In contrast with most other BAFs, HDFC MF’s BAF does not operate based on a model, though it takes into account factors such as valuations, interest rates and the outlook for different asset classes to modify its equity and debt allocation. Also, historically, it has kept its entire equity allocation unhedged (no derivatives exposure) and largely static, and at much higher levels compared to peers. This made it more like an equity fund rather than a BAF. However, from January 2020 onwards, the fund started dynamically managing its equity allocation and using derivatives to reduce its effective equity exposure. For example, from 82% in March 2020, the net equity exposure was brought down to 57% by November 2021. Thereafter, this was, after minor tweaks, raised to 65% by May 2022.
Thanks to this significantly lower net equity (unhedged equity) than before, the HDFC BAF has fallen only 5% from the October 2021 peak, not the sharpest in the category. In the past, the fund has seen steeper falls compared to its peers.
Model holds the key
Though not among the largest funds in the category, the DSP DAAF stands out for strict adherence to its model since its inception in 2014. So much so, that the scheme information document lays out the model with all its details—it takes into account largely trends in P/E and P/B for the Nifty 50 to gauge whether the market is attractive on valuations, and to some extent, technical factors, too. The construct of the model has helped DSP manage downsides well (less volatility in returns), but the overall fund returns have lagged those of many peers, across different holding periods. While the negative return of 7% since the October 2021 peak appears a tad sharp compared to peers, it’s worth noting that in the past, the fund has typically fallen less than its peers during down-market phases.

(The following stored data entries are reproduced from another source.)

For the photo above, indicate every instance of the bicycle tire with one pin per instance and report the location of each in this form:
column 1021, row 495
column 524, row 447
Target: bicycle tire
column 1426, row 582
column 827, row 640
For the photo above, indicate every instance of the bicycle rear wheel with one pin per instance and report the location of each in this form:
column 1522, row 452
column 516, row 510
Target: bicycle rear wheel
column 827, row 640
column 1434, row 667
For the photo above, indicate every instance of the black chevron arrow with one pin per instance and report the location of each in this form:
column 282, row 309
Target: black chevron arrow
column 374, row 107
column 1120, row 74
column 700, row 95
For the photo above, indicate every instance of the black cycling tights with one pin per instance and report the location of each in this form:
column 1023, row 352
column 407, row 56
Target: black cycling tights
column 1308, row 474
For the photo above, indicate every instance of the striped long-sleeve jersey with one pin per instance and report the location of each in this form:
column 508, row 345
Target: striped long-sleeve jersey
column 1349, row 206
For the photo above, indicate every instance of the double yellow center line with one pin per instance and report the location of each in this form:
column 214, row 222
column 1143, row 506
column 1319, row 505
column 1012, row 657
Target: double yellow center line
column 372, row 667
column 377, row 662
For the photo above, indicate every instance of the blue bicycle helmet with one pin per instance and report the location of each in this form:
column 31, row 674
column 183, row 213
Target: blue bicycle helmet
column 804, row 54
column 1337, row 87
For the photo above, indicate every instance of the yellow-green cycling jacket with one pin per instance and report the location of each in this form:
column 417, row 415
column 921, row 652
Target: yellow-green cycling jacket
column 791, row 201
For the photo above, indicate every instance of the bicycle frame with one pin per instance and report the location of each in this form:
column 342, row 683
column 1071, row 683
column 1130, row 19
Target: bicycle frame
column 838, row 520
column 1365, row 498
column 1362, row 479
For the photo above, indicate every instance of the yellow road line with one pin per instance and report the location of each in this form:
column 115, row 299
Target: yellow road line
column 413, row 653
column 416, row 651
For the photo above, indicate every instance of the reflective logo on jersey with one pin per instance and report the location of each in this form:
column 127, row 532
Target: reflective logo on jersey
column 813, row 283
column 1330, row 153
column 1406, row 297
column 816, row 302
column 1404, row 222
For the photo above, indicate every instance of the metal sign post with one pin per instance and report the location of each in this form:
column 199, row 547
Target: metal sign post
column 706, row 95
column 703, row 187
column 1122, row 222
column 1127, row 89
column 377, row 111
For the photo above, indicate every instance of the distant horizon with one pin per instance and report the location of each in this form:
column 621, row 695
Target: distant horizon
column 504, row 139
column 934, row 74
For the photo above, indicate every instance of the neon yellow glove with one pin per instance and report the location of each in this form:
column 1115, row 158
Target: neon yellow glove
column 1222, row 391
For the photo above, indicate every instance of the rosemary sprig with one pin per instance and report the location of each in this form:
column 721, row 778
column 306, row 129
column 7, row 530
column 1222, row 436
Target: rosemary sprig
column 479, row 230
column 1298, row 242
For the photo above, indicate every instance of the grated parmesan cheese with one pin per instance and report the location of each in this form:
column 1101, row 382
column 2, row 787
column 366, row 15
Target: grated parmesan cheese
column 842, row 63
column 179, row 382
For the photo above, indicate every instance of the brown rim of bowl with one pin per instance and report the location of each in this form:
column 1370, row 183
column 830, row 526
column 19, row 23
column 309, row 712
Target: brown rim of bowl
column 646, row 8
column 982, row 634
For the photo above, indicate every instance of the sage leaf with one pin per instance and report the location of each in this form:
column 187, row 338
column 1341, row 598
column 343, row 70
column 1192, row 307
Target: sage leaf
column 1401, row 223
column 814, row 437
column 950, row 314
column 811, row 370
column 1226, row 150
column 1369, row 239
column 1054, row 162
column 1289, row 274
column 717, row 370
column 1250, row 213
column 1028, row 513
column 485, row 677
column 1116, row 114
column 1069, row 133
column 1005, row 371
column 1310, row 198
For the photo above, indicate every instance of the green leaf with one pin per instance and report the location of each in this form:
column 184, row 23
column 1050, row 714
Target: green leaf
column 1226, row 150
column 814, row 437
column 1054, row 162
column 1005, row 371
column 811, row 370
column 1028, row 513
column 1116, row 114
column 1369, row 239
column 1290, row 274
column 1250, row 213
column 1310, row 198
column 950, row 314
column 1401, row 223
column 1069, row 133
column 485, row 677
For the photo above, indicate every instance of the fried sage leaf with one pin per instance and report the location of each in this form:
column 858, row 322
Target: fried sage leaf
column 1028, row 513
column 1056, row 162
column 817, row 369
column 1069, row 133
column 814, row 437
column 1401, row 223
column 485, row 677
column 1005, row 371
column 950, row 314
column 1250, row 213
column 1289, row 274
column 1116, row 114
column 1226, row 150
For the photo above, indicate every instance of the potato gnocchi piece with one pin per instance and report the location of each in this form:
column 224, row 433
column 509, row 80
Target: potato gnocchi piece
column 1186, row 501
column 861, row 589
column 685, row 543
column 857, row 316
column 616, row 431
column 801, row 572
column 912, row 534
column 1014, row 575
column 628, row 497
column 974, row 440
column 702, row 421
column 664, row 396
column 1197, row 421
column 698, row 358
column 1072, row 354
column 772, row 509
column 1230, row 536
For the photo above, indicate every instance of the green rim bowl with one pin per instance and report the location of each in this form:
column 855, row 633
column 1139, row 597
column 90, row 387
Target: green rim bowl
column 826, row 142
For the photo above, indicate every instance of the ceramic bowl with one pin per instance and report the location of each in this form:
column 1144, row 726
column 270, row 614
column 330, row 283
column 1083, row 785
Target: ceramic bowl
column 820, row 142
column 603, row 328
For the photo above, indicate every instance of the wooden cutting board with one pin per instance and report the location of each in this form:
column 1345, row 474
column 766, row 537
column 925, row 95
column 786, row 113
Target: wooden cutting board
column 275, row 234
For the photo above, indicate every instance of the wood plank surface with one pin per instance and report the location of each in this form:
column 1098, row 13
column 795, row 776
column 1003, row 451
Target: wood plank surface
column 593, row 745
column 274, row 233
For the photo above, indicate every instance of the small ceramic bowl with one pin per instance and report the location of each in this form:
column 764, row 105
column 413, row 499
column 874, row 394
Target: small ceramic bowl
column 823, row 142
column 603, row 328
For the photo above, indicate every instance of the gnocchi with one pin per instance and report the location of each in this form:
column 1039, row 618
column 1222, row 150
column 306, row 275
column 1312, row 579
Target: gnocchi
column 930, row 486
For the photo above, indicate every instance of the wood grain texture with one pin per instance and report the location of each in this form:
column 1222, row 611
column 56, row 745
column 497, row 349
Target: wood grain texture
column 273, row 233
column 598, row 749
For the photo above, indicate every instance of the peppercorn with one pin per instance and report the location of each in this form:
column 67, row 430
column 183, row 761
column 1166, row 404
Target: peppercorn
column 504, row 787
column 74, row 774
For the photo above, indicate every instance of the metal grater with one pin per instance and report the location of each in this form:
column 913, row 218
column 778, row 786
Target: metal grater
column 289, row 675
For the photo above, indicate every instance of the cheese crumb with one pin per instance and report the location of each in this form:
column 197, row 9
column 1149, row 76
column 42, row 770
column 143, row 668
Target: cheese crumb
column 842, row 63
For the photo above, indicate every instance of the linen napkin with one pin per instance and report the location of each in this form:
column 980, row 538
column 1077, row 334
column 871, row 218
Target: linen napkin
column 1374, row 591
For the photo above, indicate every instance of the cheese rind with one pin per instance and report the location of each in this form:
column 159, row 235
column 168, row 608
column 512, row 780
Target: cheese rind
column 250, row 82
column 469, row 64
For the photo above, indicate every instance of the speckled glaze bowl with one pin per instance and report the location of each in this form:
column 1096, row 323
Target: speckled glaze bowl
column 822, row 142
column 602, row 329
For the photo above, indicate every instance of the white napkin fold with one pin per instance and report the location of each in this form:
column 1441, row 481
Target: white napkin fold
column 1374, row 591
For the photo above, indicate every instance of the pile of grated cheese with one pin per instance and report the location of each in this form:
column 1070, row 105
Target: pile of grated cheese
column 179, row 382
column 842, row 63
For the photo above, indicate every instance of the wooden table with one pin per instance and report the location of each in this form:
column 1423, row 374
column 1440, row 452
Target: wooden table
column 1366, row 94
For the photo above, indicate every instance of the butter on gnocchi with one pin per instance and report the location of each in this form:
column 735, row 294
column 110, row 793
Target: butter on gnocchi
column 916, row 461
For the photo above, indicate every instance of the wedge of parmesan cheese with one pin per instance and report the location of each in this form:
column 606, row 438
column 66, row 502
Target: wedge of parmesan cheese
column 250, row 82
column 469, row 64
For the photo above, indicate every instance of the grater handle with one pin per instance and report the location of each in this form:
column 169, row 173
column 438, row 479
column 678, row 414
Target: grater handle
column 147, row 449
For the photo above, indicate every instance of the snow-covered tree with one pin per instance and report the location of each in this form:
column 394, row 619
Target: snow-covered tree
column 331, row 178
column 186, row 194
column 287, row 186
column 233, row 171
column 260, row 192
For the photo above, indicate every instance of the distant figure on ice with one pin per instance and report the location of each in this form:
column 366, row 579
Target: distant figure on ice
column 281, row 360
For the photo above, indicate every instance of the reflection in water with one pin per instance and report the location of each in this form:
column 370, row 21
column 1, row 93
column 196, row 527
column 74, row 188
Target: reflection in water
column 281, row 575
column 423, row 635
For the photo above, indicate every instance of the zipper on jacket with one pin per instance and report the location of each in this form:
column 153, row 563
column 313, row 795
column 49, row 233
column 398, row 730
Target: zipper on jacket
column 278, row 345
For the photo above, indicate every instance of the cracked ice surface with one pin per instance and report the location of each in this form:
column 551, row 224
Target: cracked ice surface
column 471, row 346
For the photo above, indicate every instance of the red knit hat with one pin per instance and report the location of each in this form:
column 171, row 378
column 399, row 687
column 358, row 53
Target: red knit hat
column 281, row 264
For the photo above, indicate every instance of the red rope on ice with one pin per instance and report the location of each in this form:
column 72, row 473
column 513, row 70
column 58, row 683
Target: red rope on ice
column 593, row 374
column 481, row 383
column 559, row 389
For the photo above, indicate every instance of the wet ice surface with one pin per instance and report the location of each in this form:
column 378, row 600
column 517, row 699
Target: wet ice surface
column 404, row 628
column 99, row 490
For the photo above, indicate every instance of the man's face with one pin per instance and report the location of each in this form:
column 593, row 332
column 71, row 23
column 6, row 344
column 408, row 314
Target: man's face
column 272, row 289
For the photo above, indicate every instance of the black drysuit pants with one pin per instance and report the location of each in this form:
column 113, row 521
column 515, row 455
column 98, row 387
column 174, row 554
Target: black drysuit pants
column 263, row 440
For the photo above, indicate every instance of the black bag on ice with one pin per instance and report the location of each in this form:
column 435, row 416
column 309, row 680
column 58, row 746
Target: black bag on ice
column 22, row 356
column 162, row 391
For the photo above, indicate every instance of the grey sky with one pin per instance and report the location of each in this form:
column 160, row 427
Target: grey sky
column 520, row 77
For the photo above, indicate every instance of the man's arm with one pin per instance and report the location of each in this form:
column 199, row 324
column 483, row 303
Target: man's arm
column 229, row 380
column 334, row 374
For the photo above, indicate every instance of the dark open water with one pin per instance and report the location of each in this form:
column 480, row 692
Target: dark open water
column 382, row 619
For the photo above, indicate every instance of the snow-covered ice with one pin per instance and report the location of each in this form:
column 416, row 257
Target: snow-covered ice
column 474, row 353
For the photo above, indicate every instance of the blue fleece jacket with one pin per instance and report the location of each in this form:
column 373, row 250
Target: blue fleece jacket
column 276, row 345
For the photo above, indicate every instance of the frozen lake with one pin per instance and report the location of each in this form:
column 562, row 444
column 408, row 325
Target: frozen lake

“We follow a numbers driven analytical model with no human intervention whatsoever," says Sahil Kapoor, head of products & market strategist, DSP Mutual Fund. According to Kapoor, with valuations coming down closer to historical averages, the model has been indicating an increase in equity allocation recently.
Mix of value, market trend
The BAF from Kotak Mutual Fund follows a two-factor model that relies primarily on the Nifty 50 P/E: higher the valuation multiple, the lower is the equity allocation. Apart from that, it also takes into account the market trend or sentiment using parameters such as long-range rolling returns, volatility, breath of market, etc. The fund has fallen 5.6% since the October 2021 peak. Between October 2021 and now, the fund has increased its net equity exposure from 31% to 51%, as valuations have moderated and sentiment has moved from extreme frothy levels.
Harish Krishnan, fund manager, Kotak Mutual Fund, explains that BAFs derive returns mainly from asset allocation, and (within equity) from investment style and stock selection. “Asset allocation is usually the biggest return facilitator, followed by investment style (such as value, growth etc.) and then stock selection. In the last few months, value style has seen larger outperformance, especially in sectors like energy," he says.
At Kotak BAF, the equity investment style is diversified multicap, with focus on growth businesses at reasonable valuations, he adds.